Data preparation in Stata: Creation of dummy variables

Sabre manual


Johnson and Albert (1999) analysed data on the grading of the same essay by five experts. Essays were graded on a scale of 1 to 10 with 10 being excellent. In this exercise we use the subset of the data limited to the grades from graders 1 to 5 on 198 essays (essays.dta). The same data were used by Rabe-Hesketh and Skrondal (2005, exercise 5.4).




Johnson, V. E., and Albert, J. H., (1999), Ordinal Data Modelling, Springer, New York.


Rabe-Hesketh, S., and Skrondal, A., (2005), Multilevel and Longitudinal Modelling using Stata, Stata Press, Stata Corp, College Station, Texas.


Data description


Number of observations: (rows): 990
Number of variables (columns): 11




essay: essay identifier (1,2,...,198}
grader: grader identifier {1,2,3,4,5}
grade: essay grade {1,2,...,10}
rating: essay rate {1,2,...,10}, not used in this exercise
constant: 1 for all observations, not used in this exercise
wordlength: average word length
sqrtwords: square root of the number of words in the essay
commas: number of commas times 100 and divided by the number of words in the essay
errors: percentage of spelling errors in the essay
prepos:  percentage of prepositions in the essay
sentlength:  average length of sentences in the essay



The first few lines of the Stata data set essays.dta


The essays.dta dataset contains a variable grade which gives the grading of essays on a scale of 1 to 10 (the highest grade given is actually 8 in this data set). If we want to create a grouping variables/binary indicator/dummy variable for those essays that obtained a grade of 5 or over, as compared to those essays that got less than 5 we would use the command


pass=1, if grade (5-10), 0 if grade (1-4)
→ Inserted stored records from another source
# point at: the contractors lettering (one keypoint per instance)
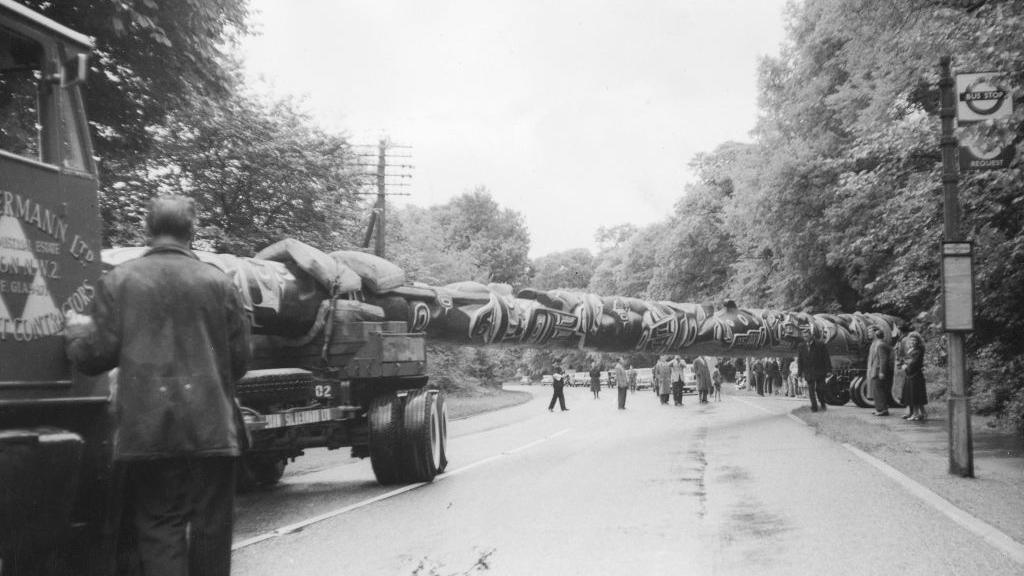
(29, 329)
(80, 299)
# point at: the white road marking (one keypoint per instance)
(309, 521)
(985, 531)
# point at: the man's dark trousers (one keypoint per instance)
(882, 387)
(816, 389)
(558, 394)
(170, 495)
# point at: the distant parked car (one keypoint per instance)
(689, 379)
(645, 378)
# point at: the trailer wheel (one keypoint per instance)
(422, 447)
(385, 438)
(838, 397)
(857, 393)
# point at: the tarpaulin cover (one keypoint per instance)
(378, 275)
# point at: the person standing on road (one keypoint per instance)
(880, 370)
(678, 370)
(557, 389)
(716, 383)
(622, 382)
(595, 379)
(177, 330)
(813, 363)
(758, 372)
(915, 394)
(773, 376)
(663, 379)
(702, 375)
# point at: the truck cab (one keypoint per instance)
(54, 425)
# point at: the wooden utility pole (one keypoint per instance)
(961, 444)
(382, 182)
(379, 209)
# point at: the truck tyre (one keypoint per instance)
(442, 413)
(422, 435)
(857, 393)
(838, 397)
(385, 438)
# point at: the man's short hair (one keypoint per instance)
(171, 215)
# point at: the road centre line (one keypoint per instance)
(327, 516)
(985, 531)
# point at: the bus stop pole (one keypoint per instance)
(961, 444)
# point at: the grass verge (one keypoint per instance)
(470, 402)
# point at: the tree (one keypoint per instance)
(153, 57)
(259, 171)
(495, 239)
(417, 244)
(566, 270)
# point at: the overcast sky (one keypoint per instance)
(576, 113)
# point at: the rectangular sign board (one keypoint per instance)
(957, 287)
(971, 158)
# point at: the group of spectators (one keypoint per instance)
(786, 376)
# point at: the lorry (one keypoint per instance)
(356, 381)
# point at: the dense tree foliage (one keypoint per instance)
(153, 57)
(259, 171)
(837, 204)
(493, 238)
(569, 270)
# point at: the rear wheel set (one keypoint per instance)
(409, 436)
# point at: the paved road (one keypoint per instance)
(732, 488)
we can also do this by using the commands


gen pass = 0
replace pass = 1 if grade >= 5


The variable grader which identifies different examiners and takes the values 1,2,3,4,5. To create dummy variables for examiners 2-5, we can use


gen grader2 = 0
replace grader2 = 1 if grader == 2
gen grader3 = 0
replace grader3 = 1 if grader == 3
gen grader4 = 0
replace grader4 = 1 if grader == 4
gen grader5 = 0
replace grader5 = 1 if grader == 5
save essays2, replace



The first few lines of the new data, essays2.dta


This data set can now be read directly into Sabre, see for example, Exercise C3.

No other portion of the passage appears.